The stamps also provide a little bit of context into the book's life, that would otherwise be lacking. For instance, one of these stamps says "U.S.S. Ranger Library". It's fascinating to know that this copy of A. Wolcott: His Life and His World was read by sailors who were aboard the aircraft carrier that took part in Operation Torch, the Allied invasion of North Africa.

Title page of  A. Wolcott: His Life and His World. ASE 931, printed 1945.

Title page of  Mr. On Loong by Robert Standish. ASE 1281, printed 1947.

Title page of Klondike Mike by Merrill Denison. ASE B-58, printed 1943.

Title page of The Uninvited by Dorothy Macardle. ASE B-51, printed 1943.

Title page of Colonel Effingham's Raid by Berry Fleming, ASE D-095, printed 1943.

Title page of Deep River by Henrietta Buckmaster. ASE R-39, printed 1945.

Title Page of Round Up by Ring Lardner. ASE F-172, printed 1944.

Title page of Mr. Winkle Goes to War by Theodore Pratt. ASE A-07, printed 1943.

An Actual Victory Book Campaign Book

This month I bought a book which had actually been part of the Victory Book Campaign. It's a 1916 edition of The Beasts of Tarzan. This is clearly an example of someone cleaning out their home shelves, rather than buying a new book for the troops. The VBC asked for books published no earlier than 1930. Organizers specifically asked that people donate adventure stories, so the subject of this book was appropriate even if it was an older title.

On the inside cover is a rubber stamp crediting the American Library Association, the American Red Cross, and the United Service Organizations. The appearance of the plain text stamp is a little disappointing when one considers the Victory Book Campaign had an excellent logo.

Newspapers articles promoting the campaign suggested that people write their name or a personal note for the GI recipients. I'll keep my eyes open for one of these personalized books but they'll be hard to find. Vintage book dealers usually don't make mention of the inscriptions in their books. I did manage to find a few interesting book inscriptions through Google's news archive.

An eloquent book inscription was printed in an article about the VBC, appearing in the Pittsburg Post-Gazette, February 25, 1943:
"From Miss Patricia Heffner, daughter of Mr. and Mrs. Frank Heffner, 1706 McElhinny Ave., Lincoln Place, Pittsburg, Pa. Born September 1, 1939, at 5:44 a.m., Pittsburg time—at the same minute that the war started officially, through the Nazi invasion of Poland. May the time soon come when war will become impossible and the principals upon which the United States of America is founded may be free for all people to enjoy."

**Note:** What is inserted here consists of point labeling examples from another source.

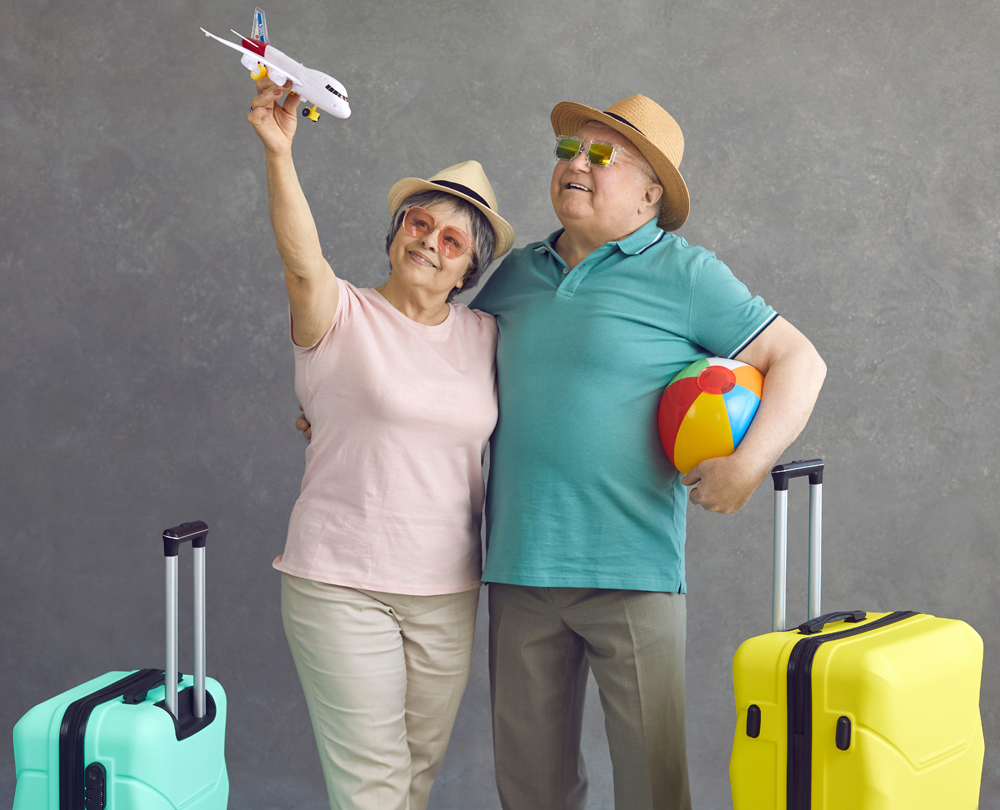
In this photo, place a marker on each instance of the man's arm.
(793, 375)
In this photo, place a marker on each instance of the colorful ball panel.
(706, 410)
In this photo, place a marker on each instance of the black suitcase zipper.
(800, 708)
(74, 793)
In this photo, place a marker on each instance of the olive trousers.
(542, 642)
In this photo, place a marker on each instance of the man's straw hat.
(468, 181)
(653, 131)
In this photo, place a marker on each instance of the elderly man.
(585, 514)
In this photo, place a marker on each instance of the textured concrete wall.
(842, 159)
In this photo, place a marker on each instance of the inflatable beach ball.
(706, 409)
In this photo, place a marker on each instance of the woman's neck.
(415, 304)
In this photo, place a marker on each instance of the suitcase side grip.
(816, 625)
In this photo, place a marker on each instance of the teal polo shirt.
(581, 493)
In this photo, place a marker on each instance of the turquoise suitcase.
(141, 740)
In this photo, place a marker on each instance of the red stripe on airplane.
(255, 46)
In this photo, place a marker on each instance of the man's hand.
(303, 424)
(722, 484)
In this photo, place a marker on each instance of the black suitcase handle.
(782, 474)
(816, 625)
(197, 533)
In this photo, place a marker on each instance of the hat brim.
(409, 186)
(568, 117)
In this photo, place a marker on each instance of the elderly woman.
(380, 572)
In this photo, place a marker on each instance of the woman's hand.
(274, 123)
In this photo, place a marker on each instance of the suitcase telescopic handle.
(781, 475)
(196, 532)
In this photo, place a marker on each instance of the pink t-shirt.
(401, 412)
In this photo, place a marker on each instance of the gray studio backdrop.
(842, 159)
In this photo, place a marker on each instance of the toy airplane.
(262, 59)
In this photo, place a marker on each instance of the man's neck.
(576, 244)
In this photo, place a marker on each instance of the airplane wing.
(256, 56)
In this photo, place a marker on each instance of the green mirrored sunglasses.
(597, 154)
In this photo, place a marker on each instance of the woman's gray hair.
(483, 237)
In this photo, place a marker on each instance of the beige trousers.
(383, 675)
(542, 643)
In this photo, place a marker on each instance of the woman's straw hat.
(468, 181)
(653, 131)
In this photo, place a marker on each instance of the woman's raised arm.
(309, 279)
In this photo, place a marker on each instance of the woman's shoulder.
(475, 317)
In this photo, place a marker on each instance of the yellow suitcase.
(854, 711)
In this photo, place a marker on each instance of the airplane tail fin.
(259, 31)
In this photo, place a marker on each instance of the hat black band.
(627, 123)
(468, 192)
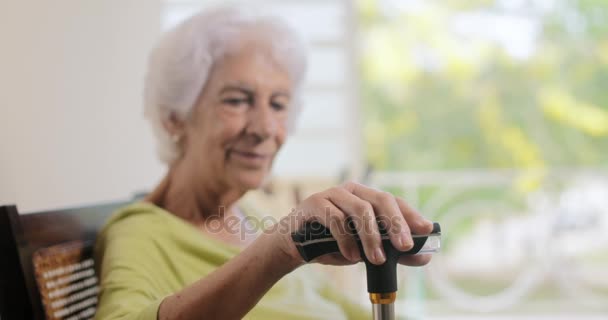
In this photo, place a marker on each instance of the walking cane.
(314, 240)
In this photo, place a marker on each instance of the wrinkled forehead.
(260, 40)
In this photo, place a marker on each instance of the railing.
(511, 238)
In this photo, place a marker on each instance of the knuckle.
(349, 185)
(386, 198)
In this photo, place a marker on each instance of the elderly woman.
(221, 93)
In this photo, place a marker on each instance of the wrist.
(282, 252)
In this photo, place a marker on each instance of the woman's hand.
(365, 207)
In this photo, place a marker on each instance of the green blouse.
(145, 254)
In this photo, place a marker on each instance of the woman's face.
(239, 122)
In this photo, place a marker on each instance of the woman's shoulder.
(136, 220)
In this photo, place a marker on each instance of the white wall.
(71, 129)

A February 21, 1943 article in The Milwaukee Sentinel recorded another interesting inscription:
"Members of the campaign committee have asked that donors write their names in the books the contribute. One which came in Saturday not only contained the name of a veteran of World War I and his division and company, but also the following notation: 'I was a sergeant top kick. I hope I hear from one of you boys. Good luck to all of you."